# so what did you win at the tca auction?



## fishyjoe24 (May 18, 2010)

i'm curious, curious george the curious little monkey.... just curious what you wan if you went to the tca auction.

we had tanya,jason,jim,me,sue,nancy,pam,and jon. with few others from other local sites.

I won, 13 small angels for 19 dollars
2 medium angels for $5 dollars.
a bag of vals that had 15-20 vals for $6.00
then another bag of the same vals for $7.00 out biding pam by $1.00 with out know it was the pam from this club. don't worry we slip the cost of the bag, and half the vals.

then I donated a 29g stand from us "donation from dallas ft. worth aquatic plant club" and it went for $15 dollars.. 

then i made 75-100 in equitment that i brought to the auction to be sold..


----------



## alexopolus (Jan 18, 2010)

JOEY!? I was there too!!!... I got 12 crystal reds for $19! Good deal! (It was supossed to be 10, + 2 extra in the bag...)


----------



## digital_gods (Apr 23, 2010)

Who was the seller of the Crystals?

Only thing I can find locally is are these:


----------



## fishyjoe24 (May 18, 2010)

alexopolus said:


> JOEY!? I was there too!!!... I got 12 crystal reds for $19! Good deal! (It was supossed to be 10, + 2 extra in the bag...)


oops, yeah alex was there too, what plants did you when they where real real pretty with the purple.


----------



## alexopolus (Jan 18, 2010)

Do not know.
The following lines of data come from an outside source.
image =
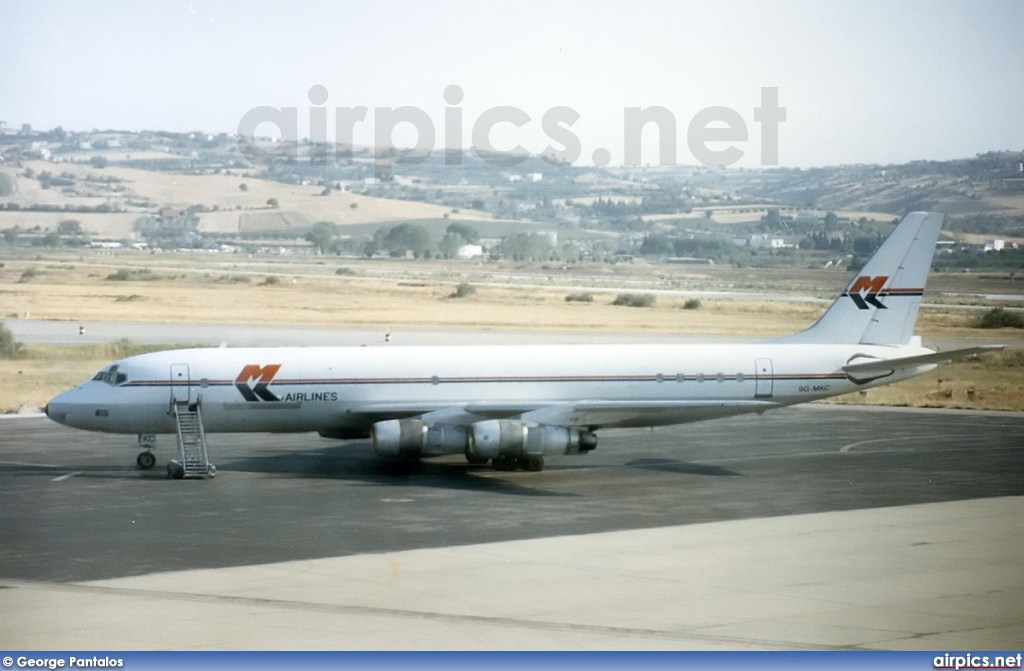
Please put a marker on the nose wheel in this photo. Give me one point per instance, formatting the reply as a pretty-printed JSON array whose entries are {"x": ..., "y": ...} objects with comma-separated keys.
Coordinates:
[{"x": 145, "y": 460}]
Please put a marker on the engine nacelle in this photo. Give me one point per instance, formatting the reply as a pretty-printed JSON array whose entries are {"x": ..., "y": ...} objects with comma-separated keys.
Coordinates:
[
  {"x": 413, "y": 437},
  {"x": 512, "y": 437}
]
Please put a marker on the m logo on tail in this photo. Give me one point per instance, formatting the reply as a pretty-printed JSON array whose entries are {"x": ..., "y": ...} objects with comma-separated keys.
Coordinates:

I forgot... If anyone knows the lady that was in charge of the silent auction, it was hers (she told me).


----------



## alexopolus (Jan 18, 2010)

fishyjoe24 said:


> oops, yeah alex was there too, what plants did you when they where real real pretty with the purple.


Limnophila Aromatica $3 for a bag with 7 stems


----------



## fishyjoe24 (May 18, 2010)

alexopolus said:


> Limnophila Aromatica $3 for a bag with 7 stems


cool, they are pretty are they high light c02 plants... i'm getting a 10lb setup, now just to wire up my work horse 5's.

I think she owns candrtropicals.com in pearland(down by houston)...


----------